In workplaces around the world, there’s a growing chorus of employees expressing concerns about the toll their jobs are taking on their mental health. Recent research by the Society for Human Resource Management (SHRM) sheds light on this global phenomenon.
One striking finding from SHRM’s research is that one in three employees in various countries report that their job has negatively impacted their mental health over the past six months. These effects manifest as feelings of being overwhelmed and anxious, with nearly 30% feeling overwhelmed and another 29% grappling with anxiety at least once a week.
The study, released at the outset of Mental Health Awareness Month, delves into the complex relationship between work and mental health. It reveals that work-induced mental health challenges are not confined to a single country but are a global concern.
Employers Have a Key Role
Interestingly, the research also highlights the significant role employers can play in ameliorating this situation. Almost half of employees worldwide, at 45%, now expect their organizations to provide a higher level of mental health support than in the previous year.
SHRM’s lead researcher, Ragan Decker, Ph.D., SHRM-CP, underscores the growing awareness of mental health’s importance in the workplace. Decker points out that organizations need to acknowledge and adapt to these evolving expectations from their workforce.
While the impact of the workplace on mental health is undeniable, it’s crucial to note that work can also have a positive effect. About one in three workers globally ( 31% ) reports that their job has had a positive impact on their mental health over the past six months. This influence, which varies among different age groups, demonstrates the dual nature of work as both a risk factor and a protective factor for mental health.
Increasing Mental Health Support at Work
Addressing this mental health crisis requires proactive efforts from employers. While many organizations have implemented employee assistance programs (EAPs) and other mental health resources, the study suggests that more needs to be done. A staggering 59% of global employees believe their organizations offer insufficient mental health resources.
What are employees seeking in terms of mental health support? The study reveals that paid mental health days (58%), mental health coverage as part of employee health care plans (35%), and free or subsidized virtual mental health services (35%) are among the top preferences. Employees also express interest in mindfulness or yoga classes (26%), EAPs (23%), mental health apps (21%), mental health support groups (16%), and mandatory mental health training for managers and employees (16% each). Workshops on mental health (15%) and educational resources on mental health (13%) are also on their radar.
To meet employee demands, organizations must also offer more mental health accommodations. These include paid or unpaid time off (48%), flexible scheduling (44%), and work breaks (32%).
Healthier Minds Mean Healthier Businesses
Employer support is not only vital for employees but also for the organizations themselves. Employees experiencing mental health issues are less productive and healthy. Furthermore, they are more likely to seek opportunities elsewhere. Nearly half (49%) of employees whose mental health has been negatively affected are actively job searching, compared to those with no impact (23%) or positive impact (14%).
The statistics indicate that 41% of employees are likely to leave their current jobs if offered new positions with significantly better mental health benefits. Younger generations, in particular, prioritize mental health benefits when considering job opportunities, with 61% of Generation Z employees and 48% of Millennials indicating they would likely leave their current jobs for better mental health benefits.
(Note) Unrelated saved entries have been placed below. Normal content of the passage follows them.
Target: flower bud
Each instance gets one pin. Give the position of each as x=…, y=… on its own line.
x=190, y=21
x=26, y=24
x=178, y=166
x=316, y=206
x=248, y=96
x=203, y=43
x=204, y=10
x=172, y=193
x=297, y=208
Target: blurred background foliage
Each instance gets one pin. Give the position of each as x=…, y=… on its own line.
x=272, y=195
These figures underscore the “potential impact that poor mental health support can have on employee retention” and emphasize the “importance of employers providing adequate mental health support to attract and retain talent,” according to Decker.
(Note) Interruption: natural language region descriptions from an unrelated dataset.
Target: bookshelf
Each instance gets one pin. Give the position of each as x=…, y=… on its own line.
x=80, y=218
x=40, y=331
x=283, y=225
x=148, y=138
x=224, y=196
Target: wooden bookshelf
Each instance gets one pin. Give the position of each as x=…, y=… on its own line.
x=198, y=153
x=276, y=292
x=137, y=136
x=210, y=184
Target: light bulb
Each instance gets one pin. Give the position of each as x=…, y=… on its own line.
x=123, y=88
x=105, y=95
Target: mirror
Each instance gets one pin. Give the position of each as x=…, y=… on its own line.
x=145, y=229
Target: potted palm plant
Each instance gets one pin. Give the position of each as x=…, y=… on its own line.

The mental health challenges faced by employees in workplaces globally are undeniable. Employers must take proactive steps to address these concerns, not only to support their workforce’s well-being but also to safeguard their organizations from the risks associated with mental health issues. As younger generations increasingly prioritize mental health benefits, organizations must adapt to evolving workforce expectations and prioritize mental health support as a key aspect of their employment offerings. Ultimately, the well-being of both employees and organizations hinges on these efforts.